Angie's List Inc. beat Wall Street predictions with its fourth quarter profit, according to its earnings report released Wednesday, but it missed revenue expectations as service providers continued to spend less with the Indianapolis-based company.
Angie's List reeled in $76.7 million in revenue in the quarter ended Dec. 31, an 11 percent drop from the $86.3 million it brought in during the same period of 2015. That marked the biggest year-over-year revenue decline in the company's 22-year history on a percentage basis. Analysts expected the company to generate $78 million in revenue in the quarter.
Despite the lower revenue, the home-services-marketplace company was still able to net a profit of $8.9 million, or 15 cents a share. That's down from the $14.1 million, or 24 cents per share, it reported in the year-ago quarter, but enough to beat analyst estimates of 8 cents per share.

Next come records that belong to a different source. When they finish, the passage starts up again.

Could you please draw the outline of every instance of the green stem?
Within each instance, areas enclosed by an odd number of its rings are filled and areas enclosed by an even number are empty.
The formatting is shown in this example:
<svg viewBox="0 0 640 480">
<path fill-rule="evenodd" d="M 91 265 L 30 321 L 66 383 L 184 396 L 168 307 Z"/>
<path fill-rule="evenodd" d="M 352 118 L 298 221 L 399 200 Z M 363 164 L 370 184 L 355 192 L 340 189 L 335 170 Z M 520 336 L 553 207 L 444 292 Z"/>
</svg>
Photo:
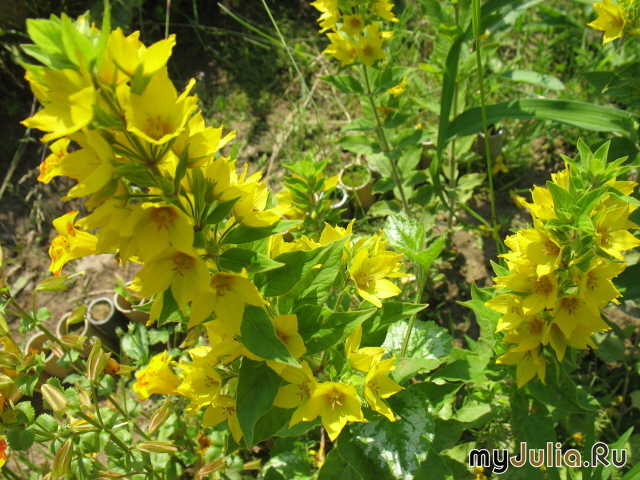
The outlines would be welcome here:
<svg viewBox="0 0 640 480">
<path fill-rule="evenodd" d="M 43 327 L 42 325 L 40 325 L 36 319 L 35 316 L 30 315 L 24 308 L 22 308 L 20 305 L 18 305 L 18 303 L 15 301 L 14 298 L 10 298 L 9 301 L 16 307 L 16 309 L 18 310 L 19 313 L 14 312 L 12 310 L 8 310 L 7 311 L 17 317 L 22 317 L 24 319 L 26 319 L 27 321 L 29 321 L 34 327 L 36 327 L 38 330 L 40 330 L 42 333 L 44 333 L 47 337 L 49 337 L 49 340 L 51 340 L 54 343 L 57 343 L 58 345 L 60 345 L 60 348 L 62 348 L 65 352 L 69 351 L 69 347 L 67 347 L 64 343 L 62 343 L 62 341 L 56 337 L 53 333 L 51 333 L 49 330 L 47 330 L 45 327 Z"/>
<path fill-rule="evenodd" d="M 418 283 L 418 291 L 416 292 L 415 303 L 419 303 L 422 299 L 422 292 L 424 291 L 424 286 L 427 284 L 427 272 L 422 267 L 417 267 L 416 272 L 416 280 Z M 404 334 L 404 341 L 402 342 L 402 350 L 400 351 L 400 358 L 404 357 L 407 353 L 407 347 L 409 346 L 409 339 L 411 339 L 411 331 L 413 330 L 413 325 L 416 322 L 416 314 L 411 315 L 409 319 L 409 326 L 407 327 L 407 332 Z"/>
<path fill-rule="evenodd" d="M 491 151 L 489 150 L 489 125 L 487 120 L 487 103 L 484 96 L 484 79 L 482 76 L 482 54 L 480 52 L 480 0 L 473 0 L 473 35 L 475 38 L 476 63 L 478 64 L 478 85 L 480 87 L 480 104 L 482 110 L 482 130 L 484 131 L 484 145 L 487 157 L 487 176 L 489 177 L 489 195 L 491 201 L 491 235 L 496 242 L 496 249 L 501 250 L 496 217 L 496 199 L 493 189 L 493 167 L 491 165 Z"/>
<path fill-rule="evenodd" d="M 380 117 L 378 116 L 378 110 L 376 108 L 376 102 L 373 99 L 373 95 L 371 94 L 371 83 L 369 82 L 369 73 L 367 70 L 367 66 L 362 66 L 362 76 L 364 78 L 364 83 L 367 87 L 367 98 L 369 99 L 369 103 L 371 103 L 371 110 L 373 112 L 373 116 L 376 119 L 376 132 L 378 133 L 378 139 L 380 143 L 382 143 L 382 149 L 385 153 L 389 153 L 391 148 L 389 146 L 389 141 L 387 140 L 387 134 L 384 132 L 384 127 L 382 126 L 382 122 L 380 122 Z M 404 194 L 404 187 L 402 185 L 402 175 L 398 170 L 398 164 L 392 158 L 389 158 L 389 163 L 391 164 L 391 174 L 393 175 L 393 181 L 396 182 L 398 186 L 398 190 L 400 191 L 400 199 L 402 200 L 402 209 L 405 213 L 409 212 L 409 203 L 407 202 L 407 197 Z"/>
</svg>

When the company announced third-quarter results Nov. 1, CEO Scott Durchslag said the company had "decided to explore strategic alternatives," comments usually associated with companies looking for merger opportunities. Early in the company's quarterly conference call Wednesday, Durchslag said the exploration of strategic alterantives is active and ongoing, "but we will not comment further."
But Durchslag did note that 2016 was a pivotal year for the company, partly because it involved a business model change that attracted 2.9 million new members in 2016, more than half of the 5.1 million members it has in total.

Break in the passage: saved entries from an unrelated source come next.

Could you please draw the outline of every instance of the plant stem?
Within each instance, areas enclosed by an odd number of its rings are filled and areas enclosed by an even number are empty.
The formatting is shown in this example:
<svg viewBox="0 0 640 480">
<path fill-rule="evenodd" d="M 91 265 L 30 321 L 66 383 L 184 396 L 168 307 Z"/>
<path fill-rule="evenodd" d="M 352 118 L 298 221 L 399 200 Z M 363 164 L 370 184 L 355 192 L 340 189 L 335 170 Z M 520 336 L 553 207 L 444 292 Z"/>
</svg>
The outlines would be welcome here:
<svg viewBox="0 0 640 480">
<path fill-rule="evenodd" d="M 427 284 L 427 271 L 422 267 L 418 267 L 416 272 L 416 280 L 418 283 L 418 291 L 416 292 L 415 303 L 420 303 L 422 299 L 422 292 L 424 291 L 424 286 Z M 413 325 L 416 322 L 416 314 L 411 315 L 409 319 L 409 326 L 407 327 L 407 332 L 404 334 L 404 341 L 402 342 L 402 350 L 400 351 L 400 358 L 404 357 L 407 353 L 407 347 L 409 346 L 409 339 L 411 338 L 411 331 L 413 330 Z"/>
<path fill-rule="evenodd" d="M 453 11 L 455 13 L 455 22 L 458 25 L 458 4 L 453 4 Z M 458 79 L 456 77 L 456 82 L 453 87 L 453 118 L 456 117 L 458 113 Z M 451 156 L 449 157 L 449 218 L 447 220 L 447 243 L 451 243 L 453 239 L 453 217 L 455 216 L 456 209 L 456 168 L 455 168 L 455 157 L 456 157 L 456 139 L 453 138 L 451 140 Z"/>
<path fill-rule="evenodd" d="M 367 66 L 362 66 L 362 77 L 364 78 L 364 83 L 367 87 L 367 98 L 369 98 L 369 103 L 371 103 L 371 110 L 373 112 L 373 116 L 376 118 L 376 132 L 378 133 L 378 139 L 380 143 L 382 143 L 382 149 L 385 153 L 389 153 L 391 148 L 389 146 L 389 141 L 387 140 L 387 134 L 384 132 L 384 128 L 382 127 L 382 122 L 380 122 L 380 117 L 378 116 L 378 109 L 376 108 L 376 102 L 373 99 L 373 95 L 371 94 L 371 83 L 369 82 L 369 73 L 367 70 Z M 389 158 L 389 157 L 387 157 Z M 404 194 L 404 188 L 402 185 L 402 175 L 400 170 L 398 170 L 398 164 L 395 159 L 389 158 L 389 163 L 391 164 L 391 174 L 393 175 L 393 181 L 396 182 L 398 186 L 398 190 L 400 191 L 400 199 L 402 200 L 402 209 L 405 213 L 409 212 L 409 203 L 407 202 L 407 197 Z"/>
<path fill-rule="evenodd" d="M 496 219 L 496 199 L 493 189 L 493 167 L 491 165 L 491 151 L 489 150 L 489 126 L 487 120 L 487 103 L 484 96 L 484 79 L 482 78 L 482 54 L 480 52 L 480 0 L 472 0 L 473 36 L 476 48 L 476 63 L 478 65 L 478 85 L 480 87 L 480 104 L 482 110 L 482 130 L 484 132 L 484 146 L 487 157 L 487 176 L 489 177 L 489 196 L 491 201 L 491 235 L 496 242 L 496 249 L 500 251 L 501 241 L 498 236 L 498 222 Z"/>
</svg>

"We achieved a number of important objectives, including removing the reviews paywall, introducing freemium tiers, migrating our technology platform, strengthening our marketing and sales processes, and delivering new products to our customers," Durchslag said in written remarks.
"These accomplishments enabled us to end the year with momentum in new member growth as we added approximately 785,000 gross members in the fourth quarter and finished the year with 5.1 million members, an increase of 55 [percent] from a year ago," he said. "Importantly, we achieved these results while balancing investments for growth with significant reductions in our cost structure. While this is good progress, we continue to expect it will take time before we meaningfully improve trends in our financial results."
As the company works toward monetizing its new influx of members, service provider revenue continues to soften. While it accounts for more than 80 percent of overall revenue, it was down 7.9 percent versus the year-ago period, to $64.2 million.
For the full year, the company generated $323.3 million in revenue and a loss of $7.9 million, or 13 cents a share. Here, too, the company missed analyst revenue forecasts of $324.6 million but beat earnings forecasts of a loss of 19 cents a share.
The company's stock closed Tuesday at $6.31 per share, a 52-week low.